Progress has been slow; in ten years, SARP made a few interesting discoveries (exhaled nitric oxide can predict asthma phenotype; obesity and several other risk factors are associated with severe asthma; activation of certain protein kinases is associated with corticosteroid insensitivity), but none of these significantly changed the understanding of severe asthma or shone light on a path to a new ”translational” therapy.
However, SARP was a resounding success in laying the groundwork for a systematic, ongoing, national effort to better understand and treat severe asthma. These successes have been in two areas:
- Defining “reality-based” phenotypes of disease. Using the breadth of data collected (onset, patient factors, FEV1 reduction and reversibility, exacerbation frequency, etc.), investigators were able to define 5 phenotypes of asthma not based on gestalt or medical lore, but on observed clustering of patients with shared characteristics. They first published their classification system in AJRCCM in 2010. Future studies can now more profitably focus on identifying why these patients are different (e.g., late adult vs. childhood onset; more severe airway remodeling vs. reversibility; etc) and what might be done about it.

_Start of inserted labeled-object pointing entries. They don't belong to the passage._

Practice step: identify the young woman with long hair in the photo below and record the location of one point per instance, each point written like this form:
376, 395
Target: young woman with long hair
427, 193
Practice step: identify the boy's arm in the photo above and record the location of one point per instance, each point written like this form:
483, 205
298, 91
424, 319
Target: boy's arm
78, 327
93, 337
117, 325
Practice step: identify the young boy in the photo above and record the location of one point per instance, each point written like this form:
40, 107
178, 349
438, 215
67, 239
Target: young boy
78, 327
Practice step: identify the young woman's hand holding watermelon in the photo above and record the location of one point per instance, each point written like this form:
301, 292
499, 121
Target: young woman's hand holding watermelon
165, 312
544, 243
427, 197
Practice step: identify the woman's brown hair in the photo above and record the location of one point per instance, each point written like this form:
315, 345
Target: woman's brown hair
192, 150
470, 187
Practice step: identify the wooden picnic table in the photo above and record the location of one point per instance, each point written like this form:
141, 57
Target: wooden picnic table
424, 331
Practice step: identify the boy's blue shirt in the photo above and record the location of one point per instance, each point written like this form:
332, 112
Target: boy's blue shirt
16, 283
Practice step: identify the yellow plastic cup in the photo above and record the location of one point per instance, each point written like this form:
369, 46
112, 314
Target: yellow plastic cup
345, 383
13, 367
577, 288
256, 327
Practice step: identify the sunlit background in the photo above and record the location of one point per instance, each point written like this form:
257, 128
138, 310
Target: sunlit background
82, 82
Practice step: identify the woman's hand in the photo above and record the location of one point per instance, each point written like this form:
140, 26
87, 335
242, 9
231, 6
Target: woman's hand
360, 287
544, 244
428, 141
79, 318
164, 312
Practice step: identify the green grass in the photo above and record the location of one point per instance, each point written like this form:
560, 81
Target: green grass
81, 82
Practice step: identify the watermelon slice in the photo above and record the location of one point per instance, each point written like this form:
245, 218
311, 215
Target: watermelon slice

- Creating the template for competitive investigators and institutions to collaborate and cooperate on a national scale. This took considerable time and effort — as a single example, consider getting everyone at U. of Colorado, Harvard, and the Cleveland Clinic to perform bronchoscopies and share data in a standardized way. (Creating these standards took 2 years.) In so doing, however, SARP and the NIH have sparked a glimmer of hope of transcending the core problem hampering scientific medical research in the U.S. today: the hidebound tradition in which single, competing, underfunded university centers enroll handfuls of patients, perform uncoordinated, un-ambitious (“feasible”) short-term studies, and publish interesting but ultimately inconclusive findings that with only a few exceptions, do not bring us closer to a holistic understanding of the disease, nor help patients or the physicians caring for them.
The NIH and its investigators in programs like SARP and the Alzheimer’s Disease Neuroimaging Initative show that this kind of national collaboration can be the future of academic medicine, and yield a better return on taxpayers’ research dollars in an era characterized both by increasing expectations that research should actually lead to improvements in Americans’ health, and a tightening squeeze on funding.
SARP’s future efforts will include medication adherence in their data collection and analysis, and also follow children from an early age (SARP’s first stage mainly followed adults).
Jarjour NN et al (for the SARP investigators). Severe Asthma: Lessons Learned from the National Heart, Lung, and Blood Institute Severe Asthma Research Program. Am J Respir Crit Care Med 2012;185:356-362.